Morales, who herded llamas as a child, lost four siblings to poverty and never finished high school, became the country’s first Indian president in early 2006. He is revered by poor Indians, who identify with his moving underdog story and are benefiting from heavy social spending.
But he is frowned upon by the middle classes who fear he may try to install a Cuban-style socialist regime in the country.
Critics see Morales, an ally of Venezuelan leftist President Hugo Chavez and Cuban revolution leader Fidel Castro, as a dangerous socialist.
The day we spent together, he was wearing jeans, a wrinkled short-sleeve shirt and unbranded sports shoes. He was good humored and cared little for protocol; addressing me as “comrade” or “brother” and once simply with a “What’s up, boss?”
“I don’t know how he does it. I can’t keep up sometimes. I’ve got soroche — high altitude syndrome,” said a close Morales’ aide, when I asked about the president’s hectic schedule, which often includes trips from the Andean plateau to the lowlands and back.
I met Morales, a clear favorite to win a presidential election in December, at a campaign rally at 7 a.m. in El Alto, a sprawling shantytown in the outskirts of La Paz.
“Evo governs and plays but does not get tired,” chanted hundreds of supporters while he played soccer after the rally.
Then we took a plane to the country’s constitutional capital, Sucre, to catch a helicopter to Tinguipaya, a tiny Quechua village of adobe houses in the central Potosi region, where no Bolivian president had ever visited before.
After a campaign event in Tinguipaya we flew to the southern town of Tarija, where he presided over an award ceremony for a soccer tournament, and then off to the northern town of Cobija.
On the plane Morales bragged about a penalty he scored in an impromptu kick about.
“I fooled the goalkeeper. Did you see?,” he said.
By 4 p.m. we had visited four places all over Bolivia — a country of 10 million that is roughly the size of France and Spain combined — traveling by car, plane and helicopter. At one point I tried to take a nap but Morales woke me up listening to loud Bolivian pop music on his cell phone.
At times during the day he looked over papers handed to him by a military officer and he also had private meetings with the defense minister and a governer during our travels.
Morales, a bachelor with a mop of thick black hair and copper skin, was going to turn 50 the day after our trip.
“How are you going to celebrate your birthday?” I asked.

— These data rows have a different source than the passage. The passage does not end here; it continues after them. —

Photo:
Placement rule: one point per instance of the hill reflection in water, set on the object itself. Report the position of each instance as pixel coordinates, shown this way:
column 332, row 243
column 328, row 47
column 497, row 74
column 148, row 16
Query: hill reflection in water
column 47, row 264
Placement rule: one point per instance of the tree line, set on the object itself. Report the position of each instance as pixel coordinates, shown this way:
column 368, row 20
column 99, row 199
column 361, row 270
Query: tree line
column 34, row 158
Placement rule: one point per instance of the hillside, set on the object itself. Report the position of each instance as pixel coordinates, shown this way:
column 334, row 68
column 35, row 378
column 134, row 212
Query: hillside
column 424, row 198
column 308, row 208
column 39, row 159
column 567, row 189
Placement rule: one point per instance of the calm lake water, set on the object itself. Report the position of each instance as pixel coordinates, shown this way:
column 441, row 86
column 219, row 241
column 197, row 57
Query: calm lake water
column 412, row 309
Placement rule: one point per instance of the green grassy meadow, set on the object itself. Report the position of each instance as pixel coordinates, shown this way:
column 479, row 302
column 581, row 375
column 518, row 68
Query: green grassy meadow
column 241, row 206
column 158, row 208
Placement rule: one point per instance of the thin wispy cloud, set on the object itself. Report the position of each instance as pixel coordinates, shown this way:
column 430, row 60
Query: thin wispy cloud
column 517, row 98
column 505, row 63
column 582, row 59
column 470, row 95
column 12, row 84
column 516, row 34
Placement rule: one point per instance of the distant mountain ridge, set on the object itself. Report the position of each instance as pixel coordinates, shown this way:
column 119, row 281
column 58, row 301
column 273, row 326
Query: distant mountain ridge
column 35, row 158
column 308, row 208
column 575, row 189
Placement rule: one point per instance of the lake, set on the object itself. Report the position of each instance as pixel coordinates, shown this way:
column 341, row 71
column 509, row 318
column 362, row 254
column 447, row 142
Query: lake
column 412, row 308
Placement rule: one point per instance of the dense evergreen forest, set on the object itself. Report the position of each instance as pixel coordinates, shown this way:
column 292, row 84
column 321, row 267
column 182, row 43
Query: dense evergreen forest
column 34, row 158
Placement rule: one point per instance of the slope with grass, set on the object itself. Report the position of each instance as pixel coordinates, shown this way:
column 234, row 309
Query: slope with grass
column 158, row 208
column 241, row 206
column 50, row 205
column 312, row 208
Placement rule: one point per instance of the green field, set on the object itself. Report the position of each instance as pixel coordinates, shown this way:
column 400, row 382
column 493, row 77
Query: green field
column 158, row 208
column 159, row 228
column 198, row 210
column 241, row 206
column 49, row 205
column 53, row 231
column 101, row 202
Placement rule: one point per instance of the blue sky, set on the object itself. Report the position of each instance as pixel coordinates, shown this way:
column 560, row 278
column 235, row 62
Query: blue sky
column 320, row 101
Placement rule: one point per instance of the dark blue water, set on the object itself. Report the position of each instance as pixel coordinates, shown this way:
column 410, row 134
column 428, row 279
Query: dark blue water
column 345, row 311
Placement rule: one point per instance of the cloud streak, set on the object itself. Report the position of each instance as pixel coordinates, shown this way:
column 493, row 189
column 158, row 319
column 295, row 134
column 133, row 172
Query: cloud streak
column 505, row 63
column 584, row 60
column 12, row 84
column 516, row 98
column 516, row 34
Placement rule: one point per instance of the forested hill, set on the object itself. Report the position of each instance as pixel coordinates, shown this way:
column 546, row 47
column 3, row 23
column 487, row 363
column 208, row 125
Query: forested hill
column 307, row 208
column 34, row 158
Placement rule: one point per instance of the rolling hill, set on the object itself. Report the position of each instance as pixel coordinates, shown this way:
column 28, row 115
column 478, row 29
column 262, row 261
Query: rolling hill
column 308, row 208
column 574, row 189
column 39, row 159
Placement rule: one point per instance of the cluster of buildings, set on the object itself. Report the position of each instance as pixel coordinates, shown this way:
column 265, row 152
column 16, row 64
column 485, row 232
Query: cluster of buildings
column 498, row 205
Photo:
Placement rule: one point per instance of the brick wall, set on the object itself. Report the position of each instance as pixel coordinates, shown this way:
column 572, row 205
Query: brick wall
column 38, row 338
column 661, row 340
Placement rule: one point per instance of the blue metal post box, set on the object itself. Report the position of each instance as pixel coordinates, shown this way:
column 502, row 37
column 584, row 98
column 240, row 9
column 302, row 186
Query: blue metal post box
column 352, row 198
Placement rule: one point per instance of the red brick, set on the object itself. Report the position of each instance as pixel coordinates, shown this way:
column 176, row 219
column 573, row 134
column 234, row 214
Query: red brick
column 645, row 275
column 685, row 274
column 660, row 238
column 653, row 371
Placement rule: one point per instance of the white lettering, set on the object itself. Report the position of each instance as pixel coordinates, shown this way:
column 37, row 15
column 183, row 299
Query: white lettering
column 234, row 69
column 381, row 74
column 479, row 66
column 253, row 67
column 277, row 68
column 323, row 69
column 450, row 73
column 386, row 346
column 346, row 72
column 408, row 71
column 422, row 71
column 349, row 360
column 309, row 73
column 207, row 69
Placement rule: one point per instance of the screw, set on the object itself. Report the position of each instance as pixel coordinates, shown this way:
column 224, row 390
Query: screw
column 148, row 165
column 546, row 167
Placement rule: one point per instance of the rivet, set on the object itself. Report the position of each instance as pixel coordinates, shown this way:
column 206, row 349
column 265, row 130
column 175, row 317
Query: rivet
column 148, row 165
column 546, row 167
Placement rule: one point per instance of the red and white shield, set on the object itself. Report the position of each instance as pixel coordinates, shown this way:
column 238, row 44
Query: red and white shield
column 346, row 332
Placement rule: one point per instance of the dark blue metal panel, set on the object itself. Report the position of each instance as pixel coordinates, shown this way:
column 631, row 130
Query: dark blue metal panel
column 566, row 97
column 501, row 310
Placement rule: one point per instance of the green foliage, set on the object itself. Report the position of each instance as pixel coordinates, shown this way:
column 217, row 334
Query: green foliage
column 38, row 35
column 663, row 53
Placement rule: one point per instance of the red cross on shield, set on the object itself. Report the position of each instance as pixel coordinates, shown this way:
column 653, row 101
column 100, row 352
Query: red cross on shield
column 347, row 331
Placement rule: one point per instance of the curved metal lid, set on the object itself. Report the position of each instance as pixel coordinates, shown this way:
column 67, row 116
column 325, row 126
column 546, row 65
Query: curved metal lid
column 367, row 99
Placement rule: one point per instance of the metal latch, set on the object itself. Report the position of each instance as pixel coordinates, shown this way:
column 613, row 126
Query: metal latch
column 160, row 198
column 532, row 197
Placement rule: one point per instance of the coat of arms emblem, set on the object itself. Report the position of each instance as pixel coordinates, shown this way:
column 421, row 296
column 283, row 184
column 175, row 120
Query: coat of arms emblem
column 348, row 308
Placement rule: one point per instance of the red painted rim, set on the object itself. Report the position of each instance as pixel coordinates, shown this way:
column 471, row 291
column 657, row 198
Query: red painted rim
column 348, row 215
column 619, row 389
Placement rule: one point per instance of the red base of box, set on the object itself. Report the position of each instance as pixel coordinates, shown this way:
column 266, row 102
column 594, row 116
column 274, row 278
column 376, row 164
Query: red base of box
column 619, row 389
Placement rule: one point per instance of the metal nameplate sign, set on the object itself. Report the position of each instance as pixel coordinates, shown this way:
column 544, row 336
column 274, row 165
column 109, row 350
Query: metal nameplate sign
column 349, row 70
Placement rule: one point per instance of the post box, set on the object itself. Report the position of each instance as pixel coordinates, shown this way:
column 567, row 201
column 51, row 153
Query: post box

“I can’t,” he said. “It’s forbidden. I’ve got to work. I have a meeting at 5 a.m. … you have to be there, let’s see whether you can keep up with me.”
“I don’t think I can. I’m already exhausted,” I told him.
Morales ate little during the morning and early afternoon, just drinking water and popping propolis lozenges, a health food made of resin from beehives. I told him I was hungry, that I could not believe he agreed to take us around for a day but failed to offer us food.
He called a flight attendant, who brought out a take-away plastic container with lukewarm chunks of beef and potatoes.
In no time Morales, Reuters’ photographer David Mercado, an army official and myself were all picking food from the container with our fingers. It was a working-class feast inside a presidential plane.
In Cobija Morales met government officials, dined with supporters and presided over a second sports ceremony.
After 14 hours of traveling throughout the country Morales, a keen soccer fan, was still going strong and decided to play soccer with a local team.
On the flight back to La Paz he finally dozed off for an hour or so. We arrived in El Alto after 1 a.m.
“Comrades, I see you at 5 a.m. at the presidential palace. Don’t let me down,” he said before waving goodbye.